The name of the town is in homage to the Virgin of the Conception and the many lakes in the area.

==Economy==
The main economic activities are services, industry (especially brick making), and agriculture. There is an alcohol distilling plant for biodiesel. The GDP in 2005 was approximately R$606 million, with 121 million Reais from services, 300 million Reais from industry, and 102 million Reais from agriculture. There were 298 rural producers on 37,000 ha of land. The land is very fertile and agricultural production is high. 127 farms had tractors (2006). Approximately 1,100 persons were dependent on agriculture. The main crops were sugarcane (27,000 ha planted in 2006)) and soybeans (30,600 ha planted in 2006), but rubber, coffee, cotton, rice, beans and corn were also grown. There were 39,000 head of cattle (2006). There were 3 banks (2007) and 3,083 automobiles (1,150 motorcycles), giving a ratio of 7 inhabitants per automobile.

==Health and education==
There were 9 health clinics and 1 hospital with 39 beds. Patients with more serious health conditions are transported to Uberaba, which is connected by good roads. Educational needs were met by 10 primary schools, 1 middle school, and 8 pre-primary schools.
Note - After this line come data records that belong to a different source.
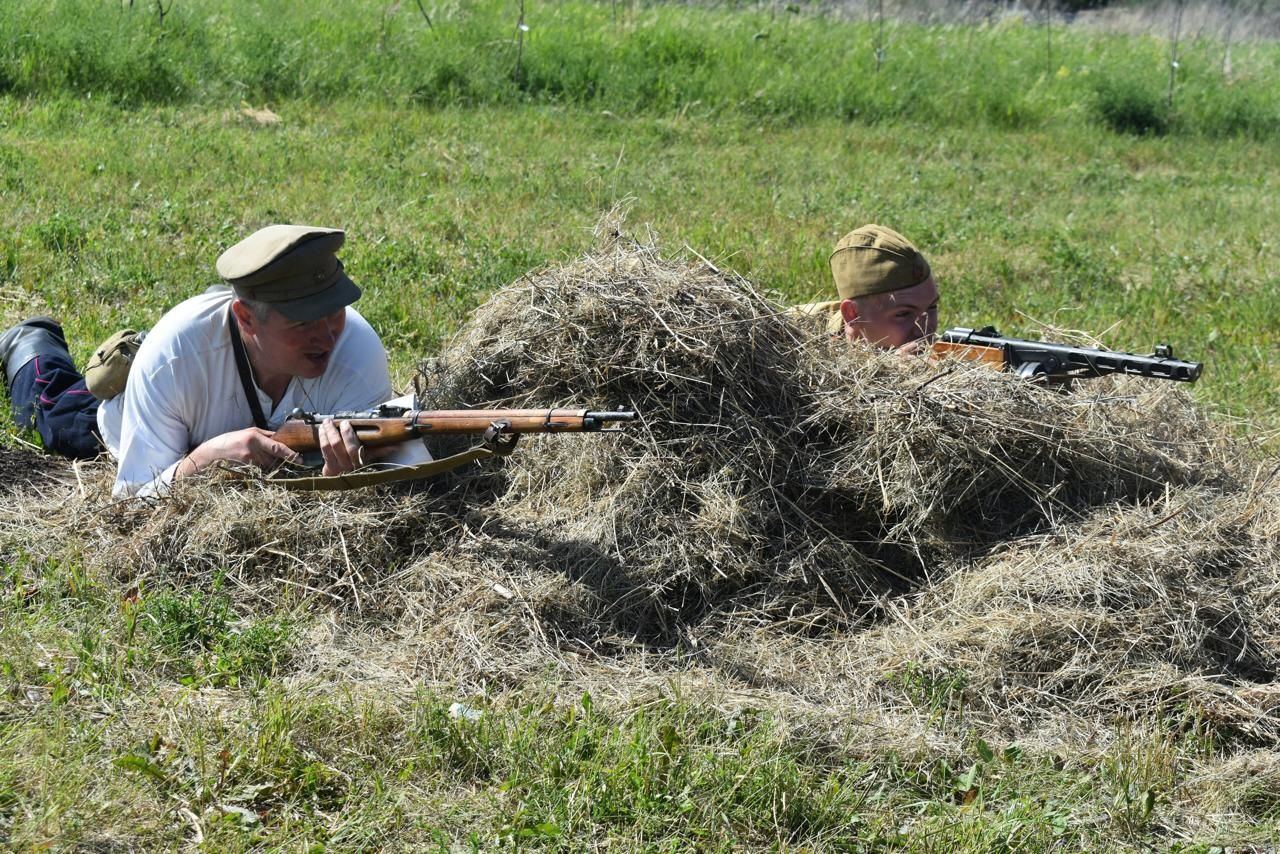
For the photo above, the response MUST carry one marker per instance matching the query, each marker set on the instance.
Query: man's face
(287, 347)
(891, 320)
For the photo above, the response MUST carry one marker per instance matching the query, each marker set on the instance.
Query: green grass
(1073, 196)
(767, 64)
(119, 213)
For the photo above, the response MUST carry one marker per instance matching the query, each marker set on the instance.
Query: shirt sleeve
(154, 437)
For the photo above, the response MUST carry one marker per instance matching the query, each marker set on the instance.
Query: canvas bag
(108, 369)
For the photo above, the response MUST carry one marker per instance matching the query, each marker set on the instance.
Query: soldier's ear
(245, 316)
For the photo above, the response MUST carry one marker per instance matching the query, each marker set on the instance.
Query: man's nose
(324, 334)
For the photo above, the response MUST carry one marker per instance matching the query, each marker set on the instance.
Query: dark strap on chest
(246, 375)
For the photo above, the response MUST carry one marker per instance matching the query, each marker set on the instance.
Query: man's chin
(312, 368)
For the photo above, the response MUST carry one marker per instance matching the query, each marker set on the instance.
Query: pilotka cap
(874, 259)
(292, 268)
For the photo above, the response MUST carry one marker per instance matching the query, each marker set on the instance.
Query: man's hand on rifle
(342, 451)
(250, 444)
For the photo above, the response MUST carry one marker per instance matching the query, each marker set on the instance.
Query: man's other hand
(251, 444)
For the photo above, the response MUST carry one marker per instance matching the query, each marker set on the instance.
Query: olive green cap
(874, 259)
(292, 268)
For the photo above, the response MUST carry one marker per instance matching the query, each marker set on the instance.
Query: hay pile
(792, 516)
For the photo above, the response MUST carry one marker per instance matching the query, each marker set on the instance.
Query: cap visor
(339, 295)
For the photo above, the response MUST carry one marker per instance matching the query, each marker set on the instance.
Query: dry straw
(817, 525)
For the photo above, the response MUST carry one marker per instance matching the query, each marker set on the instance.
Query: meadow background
(1056, 176)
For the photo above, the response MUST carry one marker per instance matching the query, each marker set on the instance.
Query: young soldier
(219, 371)
(887, 293)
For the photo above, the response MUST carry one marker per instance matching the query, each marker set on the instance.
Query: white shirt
(184, 389)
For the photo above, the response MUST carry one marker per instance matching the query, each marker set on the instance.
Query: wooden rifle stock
(392, 425)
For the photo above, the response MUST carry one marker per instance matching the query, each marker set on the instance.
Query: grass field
(1064, 193)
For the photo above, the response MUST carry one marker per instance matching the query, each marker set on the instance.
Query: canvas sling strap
(246, 375)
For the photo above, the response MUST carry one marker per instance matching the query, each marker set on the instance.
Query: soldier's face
(891, 320)
(287, 347)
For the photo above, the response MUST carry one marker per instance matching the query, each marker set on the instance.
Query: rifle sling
(246, 375)
(357, 479)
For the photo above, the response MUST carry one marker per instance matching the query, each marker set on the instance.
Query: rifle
(396, 424)
(1060, 364)
(389, 424)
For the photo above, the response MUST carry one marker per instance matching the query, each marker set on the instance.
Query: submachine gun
(1060, 364)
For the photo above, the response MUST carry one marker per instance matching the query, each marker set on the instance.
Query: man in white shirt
(187, 405)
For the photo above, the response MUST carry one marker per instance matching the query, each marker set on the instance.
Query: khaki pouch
(108, 368)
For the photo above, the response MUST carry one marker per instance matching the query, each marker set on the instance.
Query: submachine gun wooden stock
(1060, 364)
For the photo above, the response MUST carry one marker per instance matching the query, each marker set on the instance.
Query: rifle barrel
(1034, 357)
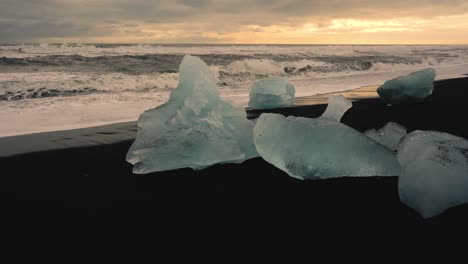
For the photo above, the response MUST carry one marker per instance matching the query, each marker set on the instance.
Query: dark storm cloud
(32, 19)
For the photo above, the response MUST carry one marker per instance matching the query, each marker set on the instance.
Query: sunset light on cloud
(238, 21)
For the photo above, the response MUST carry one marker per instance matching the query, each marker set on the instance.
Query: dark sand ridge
(74, 202)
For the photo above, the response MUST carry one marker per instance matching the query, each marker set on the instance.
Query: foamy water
(54, 87)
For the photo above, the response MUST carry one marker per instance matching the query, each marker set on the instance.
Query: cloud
(23, 20)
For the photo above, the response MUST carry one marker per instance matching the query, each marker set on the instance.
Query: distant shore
(59, 198)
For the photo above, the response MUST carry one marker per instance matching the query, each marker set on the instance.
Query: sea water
(46, 87)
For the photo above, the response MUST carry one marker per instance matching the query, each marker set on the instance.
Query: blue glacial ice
(194, 129)
(434, 173)
(336, 108)
(271, 93)
(313, 148)
(410, 88)
(389, 135)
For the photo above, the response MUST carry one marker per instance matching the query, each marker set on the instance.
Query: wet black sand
(85, 205)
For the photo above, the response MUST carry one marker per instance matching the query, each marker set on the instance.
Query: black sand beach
(72, 203)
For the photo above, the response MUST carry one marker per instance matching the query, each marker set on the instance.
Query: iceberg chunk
(389, 135)
(411, 88)
(434, 173)
(194, 129)
(271, 93)
(337, 107)
(312, 148)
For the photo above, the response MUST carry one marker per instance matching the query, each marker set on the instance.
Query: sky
(235, 21)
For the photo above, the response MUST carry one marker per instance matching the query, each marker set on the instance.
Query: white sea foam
(61, 99)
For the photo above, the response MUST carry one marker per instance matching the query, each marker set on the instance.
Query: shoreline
(308, 106)
(60, 198)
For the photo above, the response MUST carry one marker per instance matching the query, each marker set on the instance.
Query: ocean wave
(19, 86)
(92, 50)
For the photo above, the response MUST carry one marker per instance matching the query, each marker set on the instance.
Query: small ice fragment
(337, 107)
(410, 88)
(389, 135)
(194, 129)
(311, 148)
(434, 173)
(271, 93)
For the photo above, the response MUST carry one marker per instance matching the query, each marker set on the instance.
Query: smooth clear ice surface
(336, 108)
(194, 129)
(389, 135)
(410, 88)
(271, 93)
(312, 148)
(434, 173)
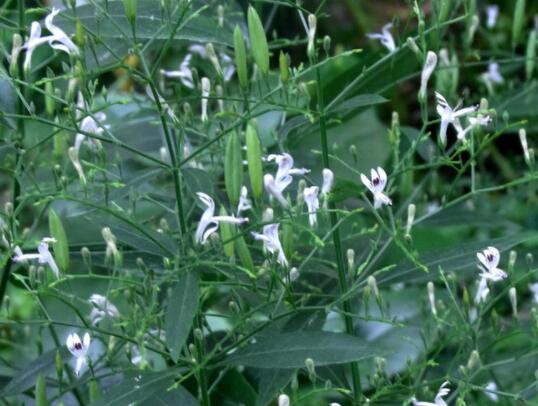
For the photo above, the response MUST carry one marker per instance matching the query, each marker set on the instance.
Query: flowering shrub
(198, 210)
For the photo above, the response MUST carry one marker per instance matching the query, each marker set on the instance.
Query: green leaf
(27, 375)
(289, 350)
(181, 311)
(258, 41)
(61, 246)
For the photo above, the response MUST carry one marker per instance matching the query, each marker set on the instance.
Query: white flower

==Municipal social indicators==
- Municipal Human Development Index: 0.767 (2000)
- State ranking: 183 out of 853 municipalities as of 2000
- National ranking: 1,402 out of 5,138 municipalities as of 2000
- Literacy rate: 86%
- Life expectancy: 71 (average of males and females)

In 2000 the per capita monthly income of R$283.00 was close to the state and national average of R$276.00 and R$297.00 respectively.

The highest ranking municipality in Minas Gerais in 2000 was Poços de Caldas with 0.841, while the lowest was Setubinha with 0.568. Nationally the highest was São Caetano do Sul in São Paulo with 0.919, while the lowest was Setubinha. In more recent statistics (considering 5,507 municipalities) Manari in the state of Pernambuco has the lowest rating in the country—0,467—putting it in last place.